Sex workers excluded from CSW side event on SRHR


Sex workers attending the Commission on the Status of Women were concerned by comments made about sex work during the panel of a side event yesterday. The side event ‘Free to Decide, Free to Choose’ was sponsored by the French and Swedish governments, and discussed sexual and reproductive health and rights. Comments from the Swedish Women’s Lobby during the event suggested that no woman’s rights can be respected while sex workers exist.

Sex workers were unable to attend due to overbooking of the event, meaning they were unable to respond to comments from the panel. The event was organised by the International Planned Parenthood Federation (IPPF), Planning Familial (France) and the She Decides movement, with support from the French and Swedish Coordination of the European Women’s Lobby and the Jean Jaurès Foundation. The panellists were from the governments of Burkina Faso, France and Sweden, She Decides, YSAFE, Campaña Nacional por el Derecho al Aborto Legal, Seguro y Gratuito and the Swedish Women’s Lobby.

The event flyer advertised a discussion on a ‘human rights-based approach to social protection and full access to sexual and reproductive rights’, but a speaker used her panel speech to advocate for the criminalisation of sex work. No sex workers’ rights organisations were invited to speak at the event, and sex workers were unable to join the discussion in the room as the event was overbooked. NSWP was disappointed to see the Swedish Women’s Lobby use SRHR spaces to promote an anti-sex work agenda, particularly without the opportunity for sex workers to respond.

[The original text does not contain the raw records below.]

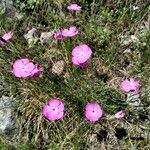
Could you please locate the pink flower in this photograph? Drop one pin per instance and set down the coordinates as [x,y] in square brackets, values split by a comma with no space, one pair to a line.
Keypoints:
[93,111]
[7,36]
[135,7]
[74,7]
[130,85]
[120,114]
[81,54]
[54,110]
[72,31]
[25,68]
[58,36]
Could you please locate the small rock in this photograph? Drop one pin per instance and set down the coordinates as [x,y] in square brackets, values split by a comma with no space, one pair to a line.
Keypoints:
[31,37]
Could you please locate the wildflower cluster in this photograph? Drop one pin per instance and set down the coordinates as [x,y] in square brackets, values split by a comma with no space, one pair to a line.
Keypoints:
[54,109]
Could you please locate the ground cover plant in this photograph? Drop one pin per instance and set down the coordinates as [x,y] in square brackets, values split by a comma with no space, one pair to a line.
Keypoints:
[75,75]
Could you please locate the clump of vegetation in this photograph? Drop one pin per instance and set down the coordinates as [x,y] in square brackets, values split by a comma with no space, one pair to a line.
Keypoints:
[84,51]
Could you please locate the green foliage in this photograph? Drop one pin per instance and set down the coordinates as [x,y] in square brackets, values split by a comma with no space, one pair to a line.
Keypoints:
[100,24]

Both France and Sweden implement ‘Nordic Model’ laws, which criminalise the purchase of sexual services and other activities related to sex work, such as renting property, and France retains the criminalisation of street-based sex work. Legislation in France was introduced in 2016, and a Médecins du Monde study has shown violence against sex workers has increased since this legislation was introduced in France in 2016. Swedish laws have been criticised by sex workers, and by other organisations including Amnesty International.

The governments of France and Sweden recently announced a joint ‘diplomatic initiative to fight trafficking and prostitution in Europe and globally’. The announcement rejected sex work as a form of work, and said that sex work should always be considered exploitation – a position at odds with the protection of sex workers’ human rights and safety. The announcement of France and Sweden’s intention to lobby governments to implement legislation to criminalise sex work is of serious concern.

Globally, sex workers do face high levels of violence, from the police, in their workplaces, in their homes and relationships, from the general public, and from other non-governmental organised groups. Stigma, discrimination, the criminalisation of sex work and police corruption all contribute to violence against sex workers. We reject any assertion that sex work is inherently violent, and framing all sex work as a form of violence or exploitation invisibilises sex workers’ lived experiences of their work. This framing denies sex workers the agency to make their own decisions around work and their lives. We are disappointed to see that sex workers were excluded from this discussion, where speakers used their platform to advocate for the criminalisation of sex work rather than to discuss SRHR initiatives.

Sexual and reproductive health and rights are of critical importance to sex workers. Sex workers are often excluded from SRHR services due to stigma, inadequate funding, and inaccessibility of services. The direct and indirect criminalisation of sex work remains one of the greatest barriers to sex workers’ SRH access, as well as a structural determinant of violence, discrimination, and HIV transmission. Sex workers are frequently viewed as requiring protection, but most ‘social protection’ systems do not uphold the rights of sex workers and fail to address sex workers’ needs.